The University Hospital is going to great lengths to ensure that the national 12 percent vacancy in the nursing profession does not affect them. There are currently 126,000 nursing jobs unfilled in the country.

Paul Wong
Nurse Kelly Howell takes care of a patient in the Birth Center at University Hospital.

Nursing School Dean Ada Sue Hinshaw said nurses are vital to the quality of care in hospitals. “Nurses are the frontline surveillance system in hospitals. (They) catch complications before they occur,” she said.

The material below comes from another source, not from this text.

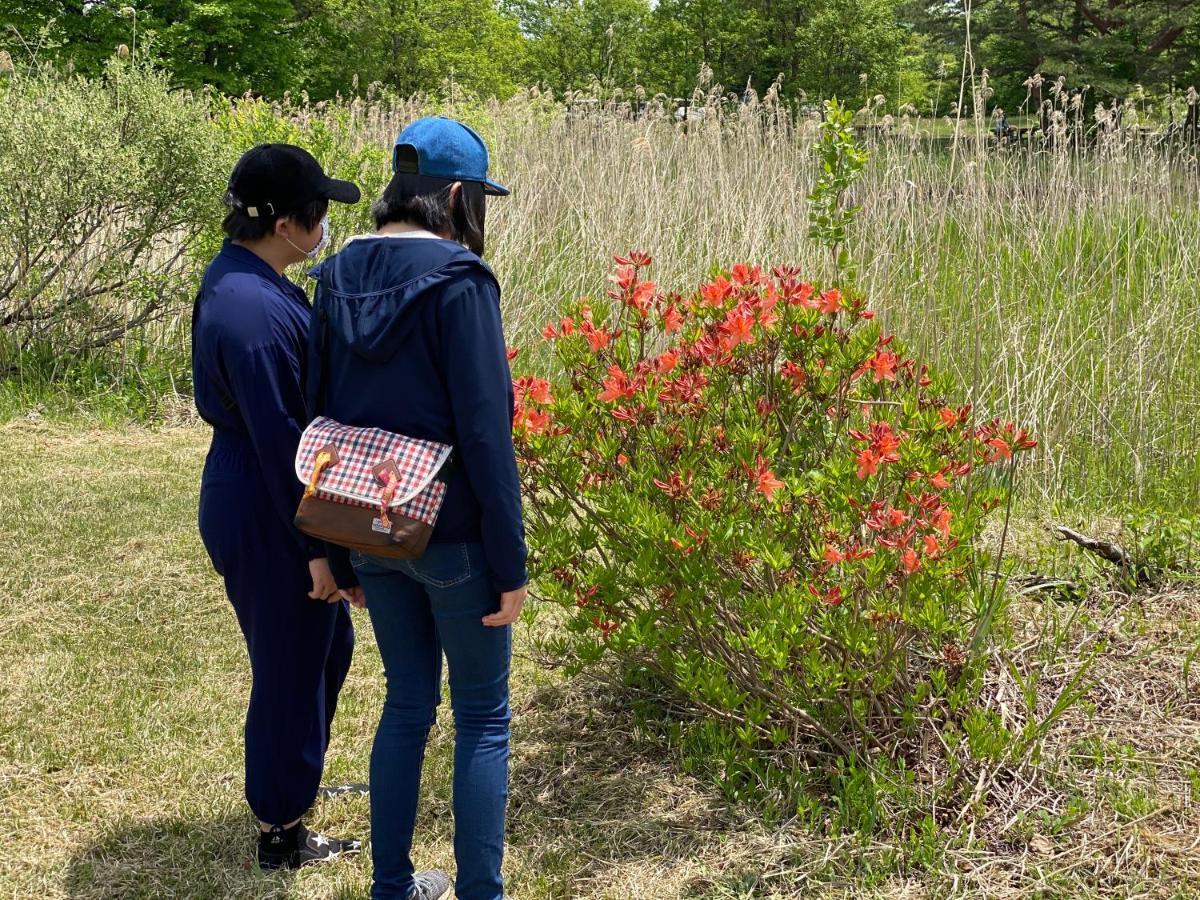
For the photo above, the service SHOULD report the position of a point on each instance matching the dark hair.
(241, 227)
(425, 202)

Many nurses say hospitals not sufficiently staffed with registered nurses decrease the quality of care given to their patients. Patients who risk suffering from complications such as urinary tract infections, pneumonia and shock can go unnoticed with less nurse care.

Clinical care deteriorates if nurse staffing has been low, University Hospital Chief of Nursing Margaret Calarco said.

“What we think is happening is when hospitals have less Registered nurses available, those RNs (that are available) have less ability to access patients as frequently. If a patient is (having) complications, it’s hard to access that,” she said, adding that this is called failure to rescue.

Calarco said University Hospital is actively working to counteract the current nursing shortage by doing such things as advertising, giving Nursing students more real-life experience at the University Hospital and going to career fairs.

Hinshaw said it is also helpful that the school is ranked number four in the nation.

“We still have vacant positions, but we have been able to recruit new nurses here. There is a shortage in Michigan, but the University Health System is fortunate in that we attract them,” Calarco said adding, “The areas that we have the most openings are in the acute care and medical surgical area.”

Many factors have contributed to the present nursing shortage including low salaries, work environment difficulties and less appeal to the profession.

“There is less interest in nursing for a number of reasons. One is how attractive the work appears to the people considering it. Traditionally nursing has drawn the bulk of its people from white women, and their job opportunities have expanded substantially,” said Harvard School of Public Health Prof. Jack Needleman, the lead author on a staffing study published May 30 in the New England Journal of Medicine.

Hinshaw said there has been a 30 percent decrease of interest in the field of nursing in the past decade and a half.

The University’s nursing school has seen the effects of this decline. “We have seen some drop in enrollment in the last five years, but not as much as the national drop, which is 21.5 percent below,” she said.

Calarco said she thinks one reason there is a lack of nurses is because of the demands of the profession. “Part of it is the work itself is challenging work. You have to be strong in science,” she said adding that “some jobs that are not this complex are more attractive.”

The work environment has upset many in the nursing field, Hinshaw said. The mandatory overtime, high stress levels, and lack of respect are some of the complaints from nurses. The ability for a nurse to feel valued is imperative for their job performance.

“The relationship between physician and nurse is important for communication and is better for the retention of nurses,” she said.

One of the biggest reasons for the current shortage is because of the mass layoffs in the 1990s. “I think this hospital, like many across the country, was facing a lot of financial challenges and did many things to decrease their costs. We hired more aides than RNs. People did not decrease, but there were less RNs,” she said. “We know after several years now that that was probably not the best way to do things. That is why we have made such a focus on recruiting.”

Hinshaw said the layoffs had a major affect on the field of nursing. “(They) depressed the market, (and) told people not to come into nursing because there were no jobs,” she said.

She added that another reason nursing is not always an attractive profession is because nurses will reach their highest salary in only seven to eight years. Unless nurses go back to school to attain a higher degree, they are limited in their careers.

“You top out way too early,” Hinshaw said.